И от того, что смерть забивалась мне в ноздри, в уши, в рот, от того, что я так много уже наворотил непоправимого, от того, что все время опаздывал, не в пример убийце, который, уж точно, успевал вовремя, и от своего бессилия я, сидя на коленях на полу, поднял голову и завыл по-звериному.
Уши мне заложило от моего собственного стона, в глазах потемнело от отчаяния. И словно в страшном сне, я потерял чувство времени и пространства; так бывает под влиянием кошмара: ноги не слушаются тебя, руки отказываются повиноваться, крик, исторгнутый из глубины твоего существа, застревает в горле…

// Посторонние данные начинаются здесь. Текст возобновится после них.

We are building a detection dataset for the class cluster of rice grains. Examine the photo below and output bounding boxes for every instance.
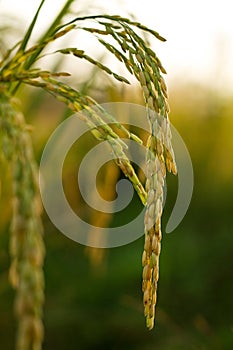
[69,16,177,329]
[0,96,45,350]
[0,10,176,340]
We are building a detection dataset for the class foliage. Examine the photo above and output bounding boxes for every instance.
[0,0,176,350]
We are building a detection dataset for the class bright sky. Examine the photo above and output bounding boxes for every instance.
[0,0,233,93]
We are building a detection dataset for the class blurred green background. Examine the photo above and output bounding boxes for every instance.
[0,82,233,350]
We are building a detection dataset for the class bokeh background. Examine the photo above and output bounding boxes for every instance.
[0,0,233,350]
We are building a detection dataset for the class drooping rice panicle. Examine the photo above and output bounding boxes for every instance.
[0,95,45,350]
[0,10,177,336]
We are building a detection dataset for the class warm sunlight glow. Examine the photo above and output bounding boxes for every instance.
[0,0,233,92]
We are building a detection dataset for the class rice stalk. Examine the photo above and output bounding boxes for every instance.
[0,95,45,350]
[0,9,177,329]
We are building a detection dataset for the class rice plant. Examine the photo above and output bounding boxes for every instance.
[0,0,176,350]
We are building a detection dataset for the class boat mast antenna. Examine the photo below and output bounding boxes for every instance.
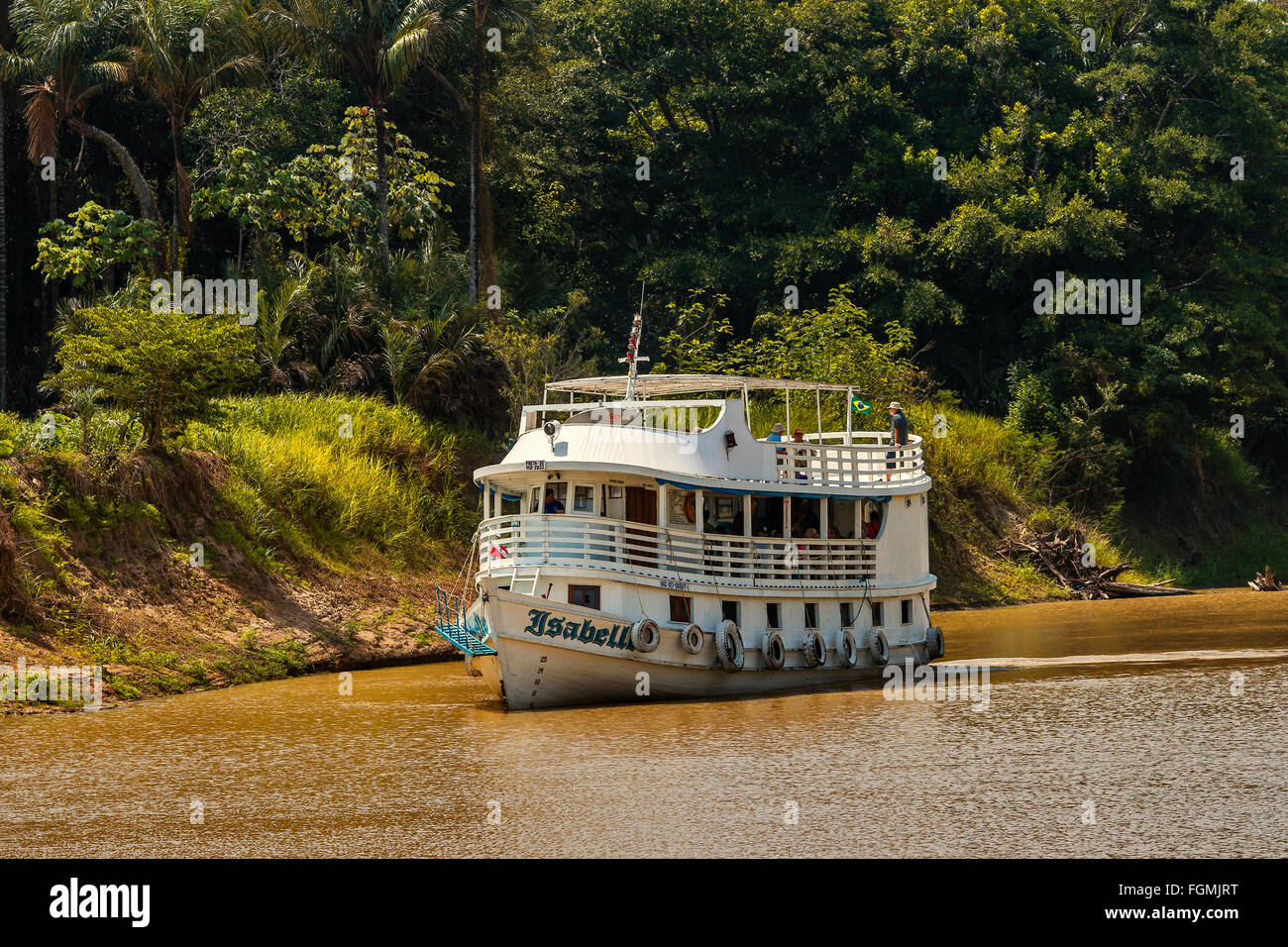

И словно в страшном сне, неподвижными глазами я следил, как медленно отворяется дверь, и на пороге показывается коридорный, тот самый молодой малоросс, который столь радушно встречал меня у входа в первый мой визит сюда, и уж, конечно, отметил меня в своей профессиональной памяти.
Увидев всю шокирующую сцену — окровавленное тело с ножом в груди, распростертое на полу комнаты, лужу крови, меня на коленях возле тела, малоросс застыл в дверях, приоткрыв рот и моргая глазами. Сколько времени так прошло, не знаю; но оцепенение отпустило нас одновременно. Вот уже и он, и я, мы оба, словно очнувшись, молча смотрели друг на друга, не двигаясь с места. А я как-то отстраненно удивился тому, что он смотрит на меня, а вовсе не на окровавленное тело у моих ног.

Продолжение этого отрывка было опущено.